Cudo architektury ukryte w LESIE! Przyciąga ciekawskich z całego kraju ZDJĘCIA

Połowa XIX wieku. Rozpoczęto budowę Kanału Sueskiego, a Darwin sformułował swoją teorię ewolucji, Polski od dawna nie ma na mapie świata. Książę brunszwicko-oleśnicki Wilhelm, założyciel i właściciel huty żelaza nieopodal Sośni, zapragnął mieć leśną rezydencję. 

"Taka jest moja wola!"

Projekt pałacu stworzył... I tu pojawiają się dwa nazwiska: polskiego inżyniera Karłowskiego oraz niemieckiego architekta Carla Wolfa, który pracował dla księcia. Leśna rezydencja wybudowana została... i tu kolejna nieścisłość: zapewne w latach 1854-1855, ale są też źródła mówiące o roku 1852. Nie obyło się bez kłopotów. Projektant – bez względu na to czy Wolf, czy Karłowski – zaproponował zupełnie inną lokalizację. 

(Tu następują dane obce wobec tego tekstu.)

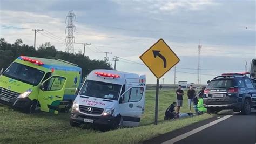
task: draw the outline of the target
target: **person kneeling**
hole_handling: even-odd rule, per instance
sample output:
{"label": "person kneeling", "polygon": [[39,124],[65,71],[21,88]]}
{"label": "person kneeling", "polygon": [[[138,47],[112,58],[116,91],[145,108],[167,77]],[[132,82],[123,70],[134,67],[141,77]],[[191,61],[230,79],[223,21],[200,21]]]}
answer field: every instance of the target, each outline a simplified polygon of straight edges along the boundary
{"label": "person kneeling", "polygon": [[179,117],[179,115],[175,112],[175,107],[176,107],[176,102],[173,102],[169,107],[168,107],[166,111],[165,111],[164,120],[174,119]]}
{"label": "person kneeling", "polygon": [[197,105],[197,109],[199,111],[199,112],[206,113],[207,108],[204,106],[204,100],[203,99],[203,95],[199,95],[198,102]]}

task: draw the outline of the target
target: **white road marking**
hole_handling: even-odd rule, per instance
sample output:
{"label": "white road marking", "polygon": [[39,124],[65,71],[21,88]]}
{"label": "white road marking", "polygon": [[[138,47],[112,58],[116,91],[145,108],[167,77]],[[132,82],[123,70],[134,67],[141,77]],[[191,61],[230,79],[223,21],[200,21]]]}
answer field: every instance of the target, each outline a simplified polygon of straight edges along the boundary
{"label": "white road marking", "polygon": [[201,131],[203,131],[204,130],[204,129],[206,129],[211,126],[213,126],[214,125],[215,125],[220,122],[221,122],[221,121],[223,121],[223,120],[225,120],[231,116],[232,116],[233,115],[226,115],[226,116],[225,116],[219,119],[218,119],[215,121],[212,121],[209,124],[207,124],[205,125],[204,125],[204,126],[202,126],[201,127],[199,127],[198,128],[196,128],[195,129],[193,129],[192,131],[191,131],[187,133],[186,133],[185,134],[181,134],[180,135],[179,135],[177,137],[175,137],[174,138],[172,138],[172,139],[170,140],[168,140],[168,141],[165,141],[163,143],[162,143],[163,144],[173,144],[176,142],[178,142],[179,141],[180,141],[181,140],[183,140],[186,138],[187,138],[188,136],[190,136],[190,135],[193,135],[193,134],[194,134]]}

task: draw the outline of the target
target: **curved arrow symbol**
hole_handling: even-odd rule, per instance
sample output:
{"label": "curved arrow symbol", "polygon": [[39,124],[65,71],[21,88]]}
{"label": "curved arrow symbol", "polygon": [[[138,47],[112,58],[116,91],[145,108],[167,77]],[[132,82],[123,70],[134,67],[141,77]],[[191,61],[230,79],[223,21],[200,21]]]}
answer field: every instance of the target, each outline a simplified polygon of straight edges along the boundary
{"label": "curved arrow symbol", "polygon": [[161,53],[160,53],[161,51],[154,51],[154,50],[153,50],[152,51],[153,51],[153,54],[154,54],[154,58],[156,58],[157,56],[159,57],[163,60],[163,61],[164,61],[164,68],[166,68],[166,65],[167,65],[166,59],[162,54],[161,54]]}

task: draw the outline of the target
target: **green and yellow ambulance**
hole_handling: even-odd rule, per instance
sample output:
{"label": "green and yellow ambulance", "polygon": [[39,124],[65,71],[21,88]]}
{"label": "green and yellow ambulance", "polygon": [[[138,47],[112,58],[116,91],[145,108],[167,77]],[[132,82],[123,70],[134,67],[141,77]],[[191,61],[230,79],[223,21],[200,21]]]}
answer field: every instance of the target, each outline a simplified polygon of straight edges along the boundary
{"label": "green and yellow ambulance", "polygon": [[81,68],[60,59],[21,56],[0,76],[0,103],[32,113],[69,111]]}

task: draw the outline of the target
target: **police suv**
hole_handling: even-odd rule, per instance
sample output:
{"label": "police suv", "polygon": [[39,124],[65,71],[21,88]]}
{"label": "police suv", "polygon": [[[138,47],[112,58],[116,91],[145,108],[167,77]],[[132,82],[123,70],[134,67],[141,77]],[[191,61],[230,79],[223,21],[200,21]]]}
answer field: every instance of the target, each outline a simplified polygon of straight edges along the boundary
{"label": "police suv", "polygon": [[224,73],[214,78],[204,92],[204,104],[208,112],[233,109],[249,115],[251,108],[256,107],[256,81],[246,76],[249,74]]}
{"label": "police suv", "polygon": [[138,126],[144,111],[146,76],[95,70],[73,104],[70,124]]}

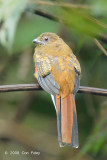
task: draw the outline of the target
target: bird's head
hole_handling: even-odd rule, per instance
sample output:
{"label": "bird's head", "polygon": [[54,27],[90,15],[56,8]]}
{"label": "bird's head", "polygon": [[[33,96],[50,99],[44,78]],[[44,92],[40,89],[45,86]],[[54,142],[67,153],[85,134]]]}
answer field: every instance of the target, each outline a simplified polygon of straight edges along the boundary
{"label": "bird's head", "polygon": [[59,39],[59,36],[57,36],[55,33],[45,32],[42,33],[38,38],[35,38],[32,42],[37,45],[45,45],[58,41]]}

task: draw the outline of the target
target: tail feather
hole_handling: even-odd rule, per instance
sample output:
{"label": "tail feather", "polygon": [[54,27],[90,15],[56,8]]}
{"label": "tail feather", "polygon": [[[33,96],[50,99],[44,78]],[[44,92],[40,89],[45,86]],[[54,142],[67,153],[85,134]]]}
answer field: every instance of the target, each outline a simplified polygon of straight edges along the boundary
{"label": "tail feather", "polygon": [[78,125],[74,95],[56,97],[57,130],[60,147],[71,145],[78,148]]}

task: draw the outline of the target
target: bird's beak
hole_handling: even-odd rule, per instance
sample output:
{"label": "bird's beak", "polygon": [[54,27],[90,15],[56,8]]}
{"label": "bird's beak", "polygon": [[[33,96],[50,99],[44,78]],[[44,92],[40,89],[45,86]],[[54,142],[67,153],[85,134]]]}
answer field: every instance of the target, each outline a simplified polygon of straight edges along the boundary
{"label": "bird's beak", "polygon": [[35,38],[32,42],[34,44],[41,44],[41,41],[38,38]]}

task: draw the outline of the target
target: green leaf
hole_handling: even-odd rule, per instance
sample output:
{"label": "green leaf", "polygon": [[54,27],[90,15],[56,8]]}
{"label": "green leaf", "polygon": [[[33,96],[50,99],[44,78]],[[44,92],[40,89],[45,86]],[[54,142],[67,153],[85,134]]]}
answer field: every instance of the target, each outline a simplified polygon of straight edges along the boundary
{"label": "green leaf", "polygon": [[17,23],[20,19],[27,0],[8,0],[3,1],[0,6],[0,21],[2,21],[0,29],[0,43],[11,50]]}

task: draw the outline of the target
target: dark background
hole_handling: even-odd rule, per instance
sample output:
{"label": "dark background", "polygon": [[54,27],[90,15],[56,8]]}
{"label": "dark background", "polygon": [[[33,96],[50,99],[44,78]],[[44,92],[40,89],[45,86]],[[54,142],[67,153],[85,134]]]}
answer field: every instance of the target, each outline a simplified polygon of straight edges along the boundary
{"label": "dark background", "polygon": [[[57,17],[58,22],[35,14],[37,10],[52,15],[51,19]],[[95,41],[97,38],[107,49],[102,41],[106,24],[106,0],[1,1],[0,85],[37,83],[32,40],[43,32],[55,32],[80,61],[81,85],[107,88],[107,56]],[[0,93],[0,159],[106,160],[107,97],[77,93],[76,106],[80,147],[59,148],[56,113],[49,94]],[[23,155],[22,151],[40,155]]]}

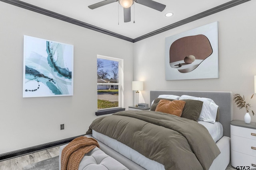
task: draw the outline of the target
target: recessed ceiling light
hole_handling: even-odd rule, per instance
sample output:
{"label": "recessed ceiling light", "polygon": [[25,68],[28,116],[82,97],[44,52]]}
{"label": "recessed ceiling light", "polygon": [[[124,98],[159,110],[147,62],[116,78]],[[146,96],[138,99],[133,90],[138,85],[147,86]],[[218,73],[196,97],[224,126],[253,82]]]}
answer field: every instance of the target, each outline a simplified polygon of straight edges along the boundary
{"label": "recessed ceiling light", "polygon": [[173,13],[172,13],[172,12],[168,12],[165,14],[165,16],[166,17],[170,17],[172,16],[173,15]]}

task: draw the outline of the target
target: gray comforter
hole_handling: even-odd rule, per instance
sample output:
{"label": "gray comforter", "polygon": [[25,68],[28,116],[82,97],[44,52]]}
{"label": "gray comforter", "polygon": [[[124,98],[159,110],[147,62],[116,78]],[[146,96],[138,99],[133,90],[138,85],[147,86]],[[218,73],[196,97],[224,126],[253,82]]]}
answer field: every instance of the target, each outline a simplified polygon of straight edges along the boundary
{"label": "gray comforter", "polygon": [[166,170],[208,170],[220,153],[203,126],[176,115],[127,111],[95,120],[92,129],[126,145]]}

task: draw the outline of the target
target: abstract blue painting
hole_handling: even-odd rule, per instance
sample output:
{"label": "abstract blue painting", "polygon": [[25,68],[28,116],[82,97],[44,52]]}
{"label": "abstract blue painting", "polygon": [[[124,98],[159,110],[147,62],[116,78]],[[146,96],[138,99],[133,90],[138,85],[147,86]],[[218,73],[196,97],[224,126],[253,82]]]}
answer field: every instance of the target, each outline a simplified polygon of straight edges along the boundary
{"label": "abstract blue painting", "polygon": [[73,96],[74,46],[24,35],[23,97]]}

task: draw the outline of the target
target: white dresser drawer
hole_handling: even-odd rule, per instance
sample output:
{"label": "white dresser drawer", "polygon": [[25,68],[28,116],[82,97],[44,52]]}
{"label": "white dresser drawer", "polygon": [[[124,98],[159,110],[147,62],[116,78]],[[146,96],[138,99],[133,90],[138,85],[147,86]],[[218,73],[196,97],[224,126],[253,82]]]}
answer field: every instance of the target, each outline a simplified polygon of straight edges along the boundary
{"label": "white dresser drawer", "polygon": [[242,166],[256,168],[256,157],[234,150],[231,150],[231,165],[235,168]]}
{"label": "white dresser drawer", "polygon": [[231,135],[231,150],[256,156],[256,141]]}
{"label": "white dresser drawer", "polygon": [[256,129],[231,125],[230,133],[234,135],[256,140]]}

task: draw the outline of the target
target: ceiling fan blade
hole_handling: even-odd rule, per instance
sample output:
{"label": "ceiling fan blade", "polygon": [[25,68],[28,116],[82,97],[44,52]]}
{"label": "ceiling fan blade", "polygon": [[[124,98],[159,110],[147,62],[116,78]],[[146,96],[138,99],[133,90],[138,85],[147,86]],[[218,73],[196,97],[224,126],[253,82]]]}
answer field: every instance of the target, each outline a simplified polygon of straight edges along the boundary
{"label": "ceiling fan blade", "polygon": [[124,22],[131,21],[131,7],[124,8]]}
{"label": "ceiling fan blade", "polygon": [[144,5],[151,8],[162,12],[164,10],[166,5],[152,0],[137,0],[138,4]]}
{"label": "ceiling fan blade", "polygon": [[116,0],[106,0],[88,6],[88,7],[92,10],[93,10],[94,9],[100,7],[105,5],[107,5],[115,2],[116,2]]}

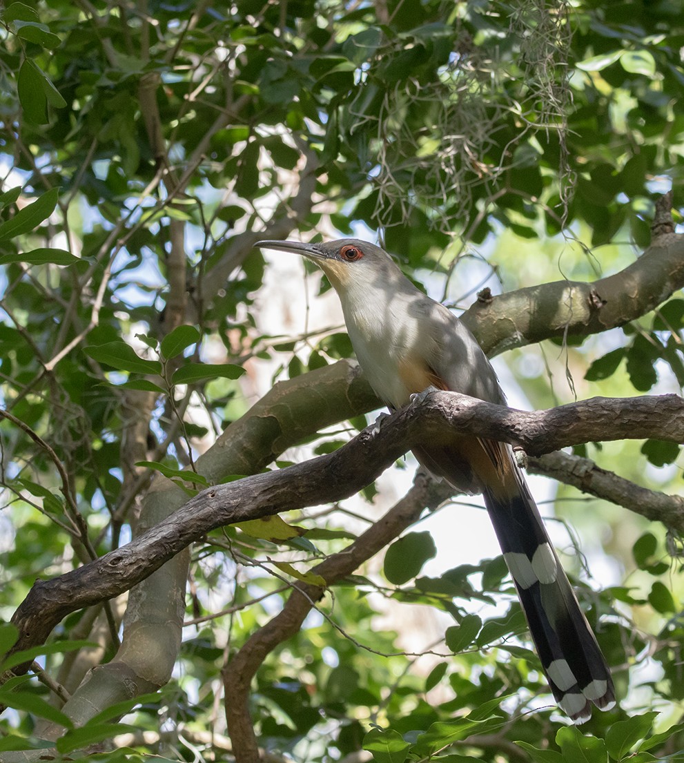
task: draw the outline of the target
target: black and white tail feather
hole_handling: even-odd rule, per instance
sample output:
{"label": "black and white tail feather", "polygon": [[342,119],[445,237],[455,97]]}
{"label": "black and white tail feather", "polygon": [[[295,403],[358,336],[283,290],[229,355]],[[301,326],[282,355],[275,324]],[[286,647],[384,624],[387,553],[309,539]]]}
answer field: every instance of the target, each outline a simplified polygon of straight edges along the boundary
{"label": "black and white tail feather", "polygon": [[509,494],[485,490],[485,505],[554,697],[574,723],[583,723],[592,703],[603,710],[615,706],[610,670],[525,479],[516,466],[512,472],[517,494],[506,481]]}

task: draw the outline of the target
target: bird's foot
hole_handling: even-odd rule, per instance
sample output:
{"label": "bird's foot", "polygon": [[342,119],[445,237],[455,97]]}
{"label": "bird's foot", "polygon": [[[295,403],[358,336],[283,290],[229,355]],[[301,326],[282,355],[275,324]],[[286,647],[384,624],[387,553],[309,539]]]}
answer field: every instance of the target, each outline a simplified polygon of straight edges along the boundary
{"label": "bird's foot", "polygon": [[432,394],[432,392],[440,392],[440,391],[442,391],[438,389],[437,387],[435,387],[433,385],[430,385],[429,387],[425,387],[425,388],[422,392],[416,392],[414,394],[412,394],[410,397],[410,400],[412,403],[419,404],[423,402],[425,398],[427,398],[429,394]]}
{"label": "bird's foot", "polygon": [[383,422],[386,421],[388,418],[390,418],[391,415],[392,415],[391,414],[386,414],[384,411],[382,411],[382,413],[381,413],[378,415],[377,418],[368,427],[371,434],[372,435],[377,434],[378,432],[380,432],[380,428],[381,427],[382,427]]}
{"label": "bird's foot", "polygon": [[513,446],[513,456],[515,459],[515,463],[518,465],[519,468],[527,468],[527,453],[525,453],[525,450],[519,445]]}

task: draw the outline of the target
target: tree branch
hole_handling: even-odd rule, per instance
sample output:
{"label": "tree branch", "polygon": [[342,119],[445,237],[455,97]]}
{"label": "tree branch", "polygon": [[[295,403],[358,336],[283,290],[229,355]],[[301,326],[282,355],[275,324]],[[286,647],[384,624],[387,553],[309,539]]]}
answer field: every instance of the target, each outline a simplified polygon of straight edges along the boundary
{"label": "tree branch", "polygon": [[14,651],[43,643],[70,612],[130,589],[210,530],[348,497],[407,450],[454,429],[521,445],[532,454],[637,436],[681,442],[684,401],[677,395],[596,398],[525,413],[457,393],[431,394],[332,453],[208,488],[127,546],[58,578],[37,581],[12,618],[20,632]]}
{"label": "tree branch", "polygon": [[647,520],[662,522],[684,535],[684,497],[648,490],[597,466],[589,459],[560,451],[531,458],[528,470],[570,485],[583,493],[610,501]]}
{"label": "tree branch", "polygon": [[645,315],[684,287],[684,236],[655,236],[634,262],[593,282],[554,281],[480,298],[461,316],[490,357],[566,335],[586,336]]}
{"label": "tree branch", "polygon": [[[381,520],[372,524],[347,548],[329,556],[311,572],[320,575],[331,586],[351,575],[363,562],[374,556],[420,517],[425,508],[435,509],[453,493],[420,474],[409,492]],[[228,732],[236,759],[242,763],[259,763],[256,735],[249,714],[252,679],[266,655],[301,627],[325,588],[298,584],[283,609],[256,630],[222,671]]]}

Książę Wilhelm miał jednak tupnąć nogą i wskazać to miejsce, które jemu najbardziej przypadło do gustu, pieczętując decyzję słowami „taka jest moja wola”. I na pamiątkę tego wydarzenia pałac nazwano leśną rezydencją Moja Wola, a tutejsza osada przyjęła tę samą nazwę. Przynajmniej taką historię przekazuje się z pokolenia na pokolenie. 

Architektoniczny majstersztyk

Ale dość tych gdybań. Faktem jest, że pałac stoi i – mimo złego stanu – zachwyca. Czemu? Szkieletowa konstrukcja na kamiennej podmurówce, dwuspadzisty dach z ornamentowanymi deskami, wieża z tarasem widokowym. Do tego malownicze otoczenie olbrzymiego parku, który przechodzi płynnie w las. Ale nie to sprawia, że dawną książęcą rezydencję każdego roku przyjeżdżają oglądać miłośnicy architektury z całego kraju i turyści szukający zachwytu poza utartymi szlakami. 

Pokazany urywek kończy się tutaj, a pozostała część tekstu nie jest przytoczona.